So sieht man auch die Logik indem man nur wenige Kommentare im Netzwerk hat. Wenn du das ganz aber als FUB anzeigst dann fehlt dir der Netzwerk-Kommentar den die Kommentare im Netzwerk sieht keiner mehr.

Den Kommentar vom Netzwerk 1 sehe ich bei CommentEdit jedoch die leeren Zeile von Netzwerk 2 und 3 nicht.

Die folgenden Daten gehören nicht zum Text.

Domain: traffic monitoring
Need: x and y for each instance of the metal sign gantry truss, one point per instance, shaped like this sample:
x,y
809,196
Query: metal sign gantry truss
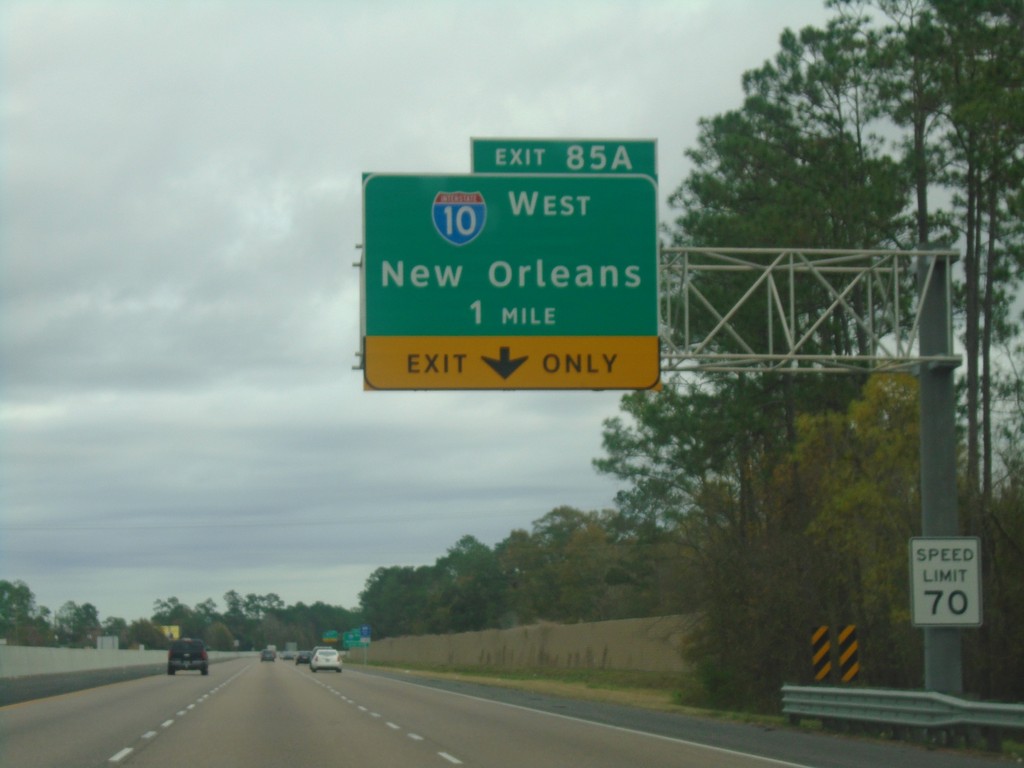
x,y
802,296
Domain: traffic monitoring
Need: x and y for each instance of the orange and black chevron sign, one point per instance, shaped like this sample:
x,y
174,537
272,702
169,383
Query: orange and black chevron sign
x,y
849,653
821,652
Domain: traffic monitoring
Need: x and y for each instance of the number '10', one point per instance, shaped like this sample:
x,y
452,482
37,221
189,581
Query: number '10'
x,y
462,218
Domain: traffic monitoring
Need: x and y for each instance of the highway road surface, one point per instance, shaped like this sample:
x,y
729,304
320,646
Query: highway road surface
x,y
276,715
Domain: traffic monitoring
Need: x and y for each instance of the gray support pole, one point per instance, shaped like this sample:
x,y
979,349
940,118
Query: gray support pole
x,y
943,652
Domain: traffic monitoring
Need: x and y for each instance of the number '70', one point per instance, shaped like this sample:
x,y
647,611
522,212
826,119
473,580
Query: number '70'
x,y
956,602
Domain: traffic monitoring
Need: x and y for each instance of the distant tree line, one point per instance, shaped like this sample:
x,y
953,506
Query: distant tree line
x,y
248,623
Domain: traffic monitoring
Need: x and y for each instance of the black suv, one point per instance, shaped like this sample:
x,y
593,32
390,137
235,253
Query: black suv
x,y
187,654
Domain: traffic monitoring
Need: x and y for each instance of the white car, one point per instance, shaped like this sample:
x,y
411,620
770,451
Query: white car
x,y
325,658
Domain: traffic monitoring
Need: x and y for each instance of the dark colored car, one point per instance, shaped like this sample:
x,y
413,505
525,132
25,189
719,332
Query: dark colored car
x,y
187,654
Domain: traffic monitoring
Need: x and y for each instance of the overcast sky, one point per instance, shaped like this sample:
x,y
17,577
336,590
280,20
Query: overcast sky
x,y
180,205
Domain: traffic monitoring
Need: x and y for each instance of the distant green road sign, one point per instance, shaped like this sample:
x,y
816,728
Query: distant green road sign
x,y
564,156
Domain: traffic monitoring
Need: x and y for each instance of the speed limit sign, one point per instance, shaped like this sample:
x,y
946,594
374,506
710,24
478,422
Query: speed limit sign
x,y
945,581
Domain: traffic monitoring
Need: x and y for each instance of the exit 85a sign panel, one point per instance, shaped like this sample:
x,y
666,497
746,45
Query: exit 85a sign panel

Da würde ich es halt gut finden wenn man dort dann noch etwas eintragen könnte.

Ich weiss das Programm war eigentlich gedacht um schon dokumentierte Programme zu bearbeiten und das alles dient eher dazu das Programm im Nachhinein zu bearbeiten aber beim nachdokumentieren fällt einem auch manchmal was ein was man noch dazu schreiben möchte seies im Netzwerk oder im Kommentar.

Aber vielleicht denke ich schon zu weit und zu kompliziert. Wenn es aber in der neuen Version möglich ist nach einzelnen Baustein zu filtern dann denk eich wird das schon mal nützlich werden schliesslich kann man dann mit dem Tool das ganze Programm nachpflegen und da wäre es umständlich dann immer die Quelle zu speichern und den Baustein aufzumachen.

Wann wird es die neue Version geben???

MFG 

Chris


----------



## smart_chris (26 Juli 2006)

*CommEdit*

entschuldigung war Müll

deshalb gerade wieder gelöscht.


----------



## smart_chris (27 Juli 2006)

*Bilder CommentEdit*

Hier mal ein paar Bilder von der neuen Version da ich diese schon testen konnte. Mein Testopbjekt war ein S7-Programm von 80 KB Grösse welches ich dann  über eine AWL-Quelle eingelesen habe.(10-15 Sekunden länger hat es nicht gedauert )

Mich würde es freuen wenn noch ein paar Leute das Tool nutzen  würden denn leider trifft man immer noch auf viele undokumentierte Programme.



MFG

Chris


----------